Jen: This goes back to relationships. We all work with other people for the most part. So if you work in an organization that doesn’t value well-being, get together with colleagues you think might be like-minded and start having the discussion. Then collectively go to leadership with a group and propose something. Help them find solutions. It doesn’t have to be at the organizational level. In our research at Deloitte, we’ve found that it’s most powerful at the team level, because those are the people that you spend the most time with, and that have the biggest impact on your well-being. The cultures that do the best around well-being are those with constant feedback between the employer and the employee.
You have to get clear on what your boundaries are so you can play the long game.

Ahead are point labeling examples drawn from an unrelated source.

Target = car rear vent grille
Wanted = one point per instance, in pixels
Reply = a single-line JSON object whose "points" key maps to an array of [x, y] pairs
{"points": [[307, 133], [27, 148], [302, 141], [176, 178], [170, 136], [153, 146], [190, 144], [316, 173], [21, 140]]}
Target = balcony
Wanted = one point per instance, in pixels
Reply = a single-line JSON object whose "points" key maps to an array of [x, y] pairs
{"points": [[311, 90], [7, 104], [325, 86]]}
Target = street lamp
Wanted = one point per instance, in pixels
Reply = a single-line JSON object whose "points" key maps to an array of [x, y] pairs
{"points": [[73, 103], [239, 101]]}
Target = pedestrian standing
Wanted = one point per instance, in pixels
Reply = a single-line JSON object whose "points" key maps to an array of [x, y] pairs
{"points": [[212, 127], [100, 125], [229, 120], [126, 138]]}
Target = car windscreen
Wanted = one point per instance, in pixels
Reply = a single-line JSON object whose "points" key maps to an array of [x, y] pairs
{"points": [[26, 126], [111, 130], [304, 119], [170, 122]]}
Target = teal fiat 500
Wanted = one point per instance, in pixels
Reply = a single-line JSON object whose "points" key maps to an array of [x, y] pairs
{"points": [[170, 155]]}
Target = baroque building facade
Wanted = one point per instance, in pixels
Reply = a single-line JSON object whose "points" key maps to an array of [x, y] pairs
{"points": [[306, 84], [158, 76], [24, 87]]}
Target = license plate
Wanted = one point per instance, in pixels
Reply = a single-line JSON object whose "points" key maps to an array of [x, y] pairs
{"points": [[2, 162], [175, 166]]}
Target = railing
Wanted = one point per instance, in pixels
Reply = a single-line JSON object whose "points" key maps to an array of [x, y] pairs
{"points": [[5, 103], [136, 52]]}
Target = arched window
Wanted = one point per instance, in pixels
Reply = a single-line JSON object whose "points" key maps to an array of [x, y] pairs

Because if you’re following someone else’s vision of success for you instead of your own, you’re going to end up being miserable and probably burned out.
TG: You write that you hope the better impulses that a lot of people have shown during the pandemic will continue after it ends. How do you see the concepts in the book playing out in this emerging world of remote and hybrid work?
Anh: My hope is that we’ve learned that we really do need this human connection, and that we’ll be more intentional about figuring out ways to create that connection and take advantage of the opportunities we have when we do finally get together in person.
Also, the genie has come out of the bottle with respect to remote work. A lot of organizations are going to have a hard time putting it back in and saying, “We’re not going to do remote work anymore.” So more and more organizations are trying to figure out a way to give people some of that flexibility. My thought — and my hope — is that it will stay.
Jen: I think the organizations that will truly thrive in this hybrid work future will recognize the value of the human in the workplace. It’s not all just about more hours and more work and more productivity. Yes, machines will be able to do things that humans will never be able to do. I hope organizations will realize that what have historically been viewed as “soft skills” are actually essential skills, like being able to build relationships and be empathetic and compassionate and creative. All of those actually require you to be well in order to do them on a long-term, high-performing, and sustainable basis.